Once, I stitched my own lips, copying the pitch-black tapestry of asylum inmates. Then I became one of them. Again, a sheep in a countless, same-faced herd. Yet, I refused to give up my loose threads of autonomy: storm-sky ribbons are my only hope even when God’s eyes have closed upon me.
Dim-witted travellers try to visit, claiming fame on Instagram with ill-matched photos of Poveglia. Over centuries, not one has survived an endless night. Sick fancies besiege my mind, and I toy with them as puppets on strings, eyeing body parts that I can stitch shut with my timeless needle.
On this very night, a young man arrives. Alone. A singular traveller. Perhaps he has come to find me, or to dismiss myths as mere whispers, unholy and unfounded. My long skirts and high collared dress ensnare him as a nursing mother. He discerns my femininity as weakness, allowing himself to get too close. Taking my chimera of a hand in his, he begs for the truth, an explanation of the island’s history, who I was, and why after so many years, I still glide this isle. Dilated eyes widen in star-lit streams of moonlight as he bores into my soul, searching for answers, answers rooted in 1345. The year I was exiled, to these beautiful yet corrosive backwaters.
“Are you evil?” he dares to question. “Why does your soul linger here?” follows, as part of his impertinent probing of a husk of a woman, long dried and empty.
I let him encircle me, setting instruments of light at his feet.
“A torch,” he informs me as he swings nocturnal light, in and out of dripping shadows, irritating my ill-kept composure.
“Are you not frightened?” I ask. “For if you are not, then shine your light on my face,” I request.
A wan, waisted, and moth-eaten face turns to greet him. One devoured by plague swellings; each bursts forth with centuries old blood and pus, coursing down the remnants of a face. The face of a dead woman as she was when she died here in 1375, carelessly tossed to perdition.

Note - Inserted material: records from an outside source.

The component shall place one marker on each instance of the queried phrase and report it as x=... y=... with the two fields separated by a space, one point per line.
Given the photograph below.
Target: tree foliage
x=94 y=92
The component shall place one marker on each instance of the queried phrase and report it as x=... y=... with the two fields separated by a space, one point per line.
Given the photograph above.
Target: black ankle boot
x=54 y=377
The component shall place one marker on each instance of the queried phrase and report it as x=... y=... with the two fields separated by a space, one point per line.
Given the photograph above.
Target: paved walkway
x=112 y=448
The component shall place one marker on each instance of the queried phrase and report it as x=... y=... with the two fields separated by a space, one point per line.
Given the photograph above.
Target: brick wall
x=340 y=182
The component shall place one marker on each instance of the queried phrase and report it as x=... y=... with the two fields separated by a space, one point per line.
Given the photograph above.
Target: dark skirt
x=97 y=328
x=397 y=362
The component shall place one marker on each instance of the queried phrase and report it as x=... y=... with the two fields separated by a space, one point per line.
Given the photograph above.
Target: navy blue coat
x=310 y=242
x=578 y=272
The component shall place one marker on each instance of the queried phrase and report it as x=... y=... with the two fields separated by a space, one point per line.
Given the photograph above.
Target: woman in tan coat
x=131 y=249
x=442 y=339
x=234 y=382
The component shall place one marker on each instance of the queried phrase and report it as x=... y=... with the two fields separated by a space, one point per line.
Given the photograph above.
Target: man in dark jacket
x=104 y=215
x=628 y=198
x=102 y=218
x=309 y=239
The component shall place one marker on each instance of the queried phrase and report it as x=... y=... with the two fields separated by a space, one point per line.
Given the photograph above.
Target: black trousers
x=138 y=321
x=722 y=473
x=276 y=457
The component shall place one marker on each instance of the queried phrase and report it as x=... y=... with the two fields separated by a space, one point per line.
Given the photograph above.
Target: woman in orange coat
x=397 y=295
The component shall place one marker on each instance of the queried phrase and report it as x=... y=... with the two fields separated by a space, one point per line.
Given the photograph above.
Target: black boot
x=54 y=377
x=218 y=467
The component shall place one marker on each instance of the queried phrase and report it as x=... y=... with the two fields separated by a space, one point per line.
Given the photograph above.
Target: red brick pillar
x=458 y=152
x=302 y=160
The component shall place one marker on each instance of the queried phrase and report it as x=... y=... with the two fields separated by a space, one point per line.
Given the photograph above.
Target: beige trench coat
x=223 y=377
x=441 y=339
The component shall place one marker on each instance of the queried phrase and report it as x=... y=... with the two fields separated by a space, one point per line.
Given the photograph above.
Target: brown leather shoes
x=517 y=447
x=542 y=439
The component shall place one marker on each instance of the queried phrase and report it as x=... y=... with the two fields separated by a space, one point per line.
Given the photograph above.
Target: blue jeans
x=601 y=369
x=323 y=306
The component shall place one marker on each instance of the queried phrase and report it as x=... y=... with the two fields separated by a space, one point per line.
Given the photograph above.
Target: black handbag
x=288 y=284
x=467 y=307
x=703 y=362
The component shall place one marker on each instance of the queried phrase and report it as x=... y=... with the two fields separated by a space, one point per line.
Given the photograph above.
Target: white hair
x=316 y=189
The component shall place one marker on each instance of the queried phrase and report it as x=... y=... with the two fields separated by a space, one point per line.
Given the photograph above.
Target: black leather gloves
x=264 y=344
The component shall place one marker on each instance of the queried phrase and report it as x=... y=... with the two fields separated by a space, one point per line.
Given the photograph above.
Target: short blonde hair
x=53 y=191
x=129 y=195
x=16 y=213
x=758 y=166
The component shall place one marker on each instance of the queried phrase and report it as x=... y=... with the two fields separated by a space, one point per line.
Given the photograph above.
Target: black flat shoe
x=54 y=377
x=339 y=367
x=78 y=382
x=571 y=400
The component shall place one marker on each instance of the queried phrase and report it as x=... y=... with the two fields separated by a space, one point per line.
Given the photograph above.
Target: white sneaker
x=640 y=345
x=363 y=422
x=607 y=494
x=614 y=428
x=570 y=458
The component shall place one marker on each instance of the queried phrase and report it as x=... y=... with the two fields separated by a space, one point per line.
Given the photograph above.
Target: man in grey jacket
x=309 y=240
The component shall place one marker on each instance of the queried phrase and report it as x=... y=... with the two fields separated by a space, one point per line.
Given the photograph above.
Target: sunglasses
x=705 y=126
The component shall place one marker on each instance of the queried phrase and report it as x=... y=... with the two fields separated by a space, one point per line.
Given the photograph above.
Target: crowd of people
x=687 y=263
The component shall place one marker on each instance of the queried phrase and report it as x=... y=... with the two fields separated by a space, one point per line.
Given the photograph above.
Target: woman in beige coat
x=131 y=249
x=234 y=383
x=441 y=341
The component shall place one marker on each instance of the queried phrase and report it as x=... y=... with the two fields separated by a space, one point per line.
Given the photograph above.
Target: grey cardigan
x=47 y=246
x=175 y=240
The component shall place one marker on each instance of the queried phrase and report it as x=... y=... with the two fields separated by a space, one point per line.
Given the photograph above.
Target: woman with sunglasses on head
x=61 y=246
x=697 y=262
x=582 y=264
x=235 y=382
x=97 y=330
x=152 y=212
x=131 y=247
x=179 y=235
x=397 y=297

Terrified, finally, by the exposure of my true visage, he stumbles backwards, falling into soulless waters. Spluttering, coughing fast, he thrashes in a dark broth of misfortune. Waters, where even fish fail to swim, intrepid of the glinting steel of my sewing needle. They know, too well, I will happily stitch their silver-scaled mouths perpetually shut, let them flounder to a slow death.
As the unknown traveller, kicks and toils, aiming to climb back into his fishing boat, I perform my last act. With my needle floating in mid-air, lacing under my direction, with thickened cords of sable silk, I unleash his doom. Moving merely the tip of one pointed finger, I direct the needle, up and down, shuttering his lips sealed, with a sombre weave. Transfixed by fear, his eyes bulge, strain, fighting hard to combat me, not allowing himself to be easy prey. Yet, I’m a honed professional, having done this countless times before.

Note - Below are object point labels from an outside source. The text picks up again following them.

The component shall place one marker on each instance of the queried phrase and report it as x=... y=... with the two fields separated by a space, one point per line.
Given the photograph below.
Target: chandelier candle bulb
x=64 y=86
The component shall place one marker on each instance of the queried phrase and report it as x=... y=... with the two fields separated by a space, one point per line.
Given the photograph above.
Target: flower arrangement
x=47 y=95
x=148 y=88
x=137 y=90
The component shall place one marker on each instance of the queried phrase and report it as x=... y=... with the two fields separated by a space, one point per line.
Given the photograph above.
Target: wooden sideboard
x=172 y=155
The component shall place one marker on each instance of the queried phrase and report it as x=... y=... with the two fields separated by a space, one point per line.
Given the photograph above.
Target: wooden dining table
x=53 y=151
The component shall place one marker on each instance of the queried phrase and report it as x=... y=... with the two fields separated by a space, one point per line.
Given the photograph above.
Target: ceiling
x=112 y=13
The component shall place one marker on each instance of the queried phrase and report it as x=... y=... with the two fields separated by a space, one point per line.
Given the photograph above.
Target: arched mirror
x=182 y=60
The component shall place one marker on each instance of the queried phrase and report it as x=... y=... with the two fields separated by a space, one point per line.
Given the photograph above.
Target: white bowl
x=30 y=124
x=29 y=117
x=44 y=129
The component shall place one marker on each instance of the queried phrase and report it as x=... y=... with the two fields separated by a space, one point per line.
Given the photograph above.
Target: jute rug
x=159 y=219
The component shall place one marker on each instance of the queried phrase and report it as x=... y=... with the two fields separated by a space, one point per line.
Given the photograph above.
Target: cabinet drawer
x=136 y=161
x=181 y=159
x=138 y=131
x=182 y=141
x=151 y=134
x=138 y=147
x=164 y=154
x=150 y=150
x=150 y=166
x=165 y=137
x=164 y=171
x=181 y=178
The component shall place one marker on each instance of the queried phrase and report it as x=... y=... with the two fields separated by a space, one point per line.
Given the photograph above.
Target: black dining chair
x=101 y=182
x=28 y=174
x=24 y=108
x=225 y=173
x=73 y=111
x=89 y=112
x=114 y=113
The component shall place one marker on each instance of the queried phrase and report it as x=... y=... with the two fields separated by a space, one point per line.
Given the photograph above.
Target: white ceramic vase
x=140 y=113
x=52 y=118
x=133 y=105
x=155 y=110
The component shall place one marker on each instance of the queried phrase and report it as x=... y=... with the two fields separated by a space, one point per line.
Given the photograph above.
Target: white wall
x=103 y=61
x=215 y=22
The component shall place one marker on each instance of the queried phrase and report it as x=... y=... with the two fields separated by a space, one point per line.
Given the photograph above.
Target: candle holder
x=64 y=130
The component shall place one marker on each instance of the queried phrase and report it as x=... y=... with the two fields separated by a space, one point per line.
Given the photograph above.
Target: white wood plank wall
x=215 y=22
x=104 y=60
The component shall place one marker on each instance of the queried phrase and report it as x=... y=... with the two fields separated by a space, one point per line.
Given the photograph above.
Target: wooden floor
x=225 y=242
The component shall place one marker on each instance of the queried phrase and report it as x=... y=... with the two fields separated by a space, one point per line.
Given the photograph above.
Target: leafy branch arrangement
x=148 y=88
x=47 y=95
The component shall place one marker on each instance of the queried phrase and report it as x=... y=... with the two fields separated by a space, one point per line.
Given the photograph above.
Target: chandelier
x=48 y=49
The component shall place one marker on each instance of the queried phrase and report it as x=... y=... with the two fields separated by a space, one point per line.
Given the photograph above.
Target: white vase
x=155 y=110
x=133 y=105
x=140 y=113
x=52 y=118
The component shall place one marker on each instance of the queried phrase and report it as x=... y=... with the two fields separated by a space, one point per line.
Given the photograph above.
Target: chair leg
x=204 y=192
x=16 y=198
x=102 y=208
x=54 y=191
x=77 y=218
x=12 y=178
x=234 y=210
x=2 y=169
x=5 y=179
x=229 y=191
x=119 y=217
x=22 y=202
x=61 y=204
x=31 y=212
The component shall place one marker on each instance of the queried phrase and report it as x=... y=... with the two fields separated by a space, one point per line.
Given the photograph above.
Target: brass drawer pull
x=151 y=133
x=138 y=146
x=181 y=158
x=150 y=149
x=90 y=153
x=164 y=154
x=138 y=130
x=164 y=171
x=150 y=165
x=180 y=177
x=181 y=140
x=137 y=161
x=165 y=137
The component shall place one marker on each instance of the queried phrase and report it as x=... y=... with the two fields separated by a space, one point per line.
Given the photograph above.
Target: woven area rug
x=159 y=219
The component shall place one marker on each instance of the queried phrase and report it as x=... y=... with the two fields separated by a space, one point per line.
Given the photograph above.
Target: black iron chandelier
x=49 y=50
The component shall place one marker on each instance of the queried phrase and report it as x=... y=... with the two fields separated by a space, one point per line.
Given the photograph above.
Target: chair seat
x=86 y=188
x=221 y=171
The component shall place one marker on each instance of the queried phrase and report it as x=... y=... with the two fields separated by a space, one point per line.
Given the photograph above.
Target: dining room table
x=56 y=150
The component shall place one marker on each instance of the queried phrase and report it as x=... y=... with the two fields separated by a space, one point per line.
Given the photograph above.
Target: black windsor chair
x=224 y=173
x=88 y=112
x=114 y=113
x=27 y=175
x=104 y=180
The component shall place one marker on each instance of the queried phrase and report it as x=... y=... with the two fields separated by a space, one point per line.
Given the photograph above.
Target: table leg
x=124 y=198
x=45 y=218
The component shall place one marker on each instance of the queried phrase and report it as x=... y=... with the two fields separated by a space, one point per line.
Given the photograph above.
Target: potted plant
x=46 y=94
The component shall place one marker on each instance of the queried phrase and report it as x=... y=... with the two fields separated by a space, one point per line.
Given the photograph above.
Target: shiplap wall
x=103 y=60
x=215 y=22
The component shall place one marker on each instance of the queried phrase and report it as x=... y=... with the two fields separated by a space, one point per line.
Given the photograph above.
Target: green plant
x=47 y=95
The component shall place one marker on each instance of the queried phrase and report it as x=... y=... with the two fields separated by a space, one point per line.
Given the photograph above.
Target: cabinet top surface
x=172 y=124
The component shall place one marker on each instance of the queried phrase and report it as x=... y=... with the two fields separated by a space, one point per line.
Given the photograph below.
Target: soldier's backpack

“You knew this would happen, yet you came anyway. Boyish fool,” I inform him, sick of his human presence upon this isle, disturbing my ragged sense of sanctity.
Unable to speak, he thrashes in suffocating waters, endeavouring to swim to his fishing boat, bobbing as a lifeline on the surface. Leaving him to suffer, I decide to bind his hands and feet like an accused witch, unravelling more black-webbed net. He begins to drown, entombed by glooming silk as a funereal shroud.
I turn to leave, to gather once more with the dead, branded with sewed mouths and hearts. All is silence in my cast net. He eyes me as I trail back to my hospital asylum bed, rotting with age and tainted by unholy medical practices to the long afore living.
Two unspooling bobbins of inky cotton extend from my hands as spinnerets, releasing lethal silk. Empty cotton reels fall behind me, death toll bells, that carry my thwarted spirit as pallbearers, back into the maddening, diseased heart of Poveglia.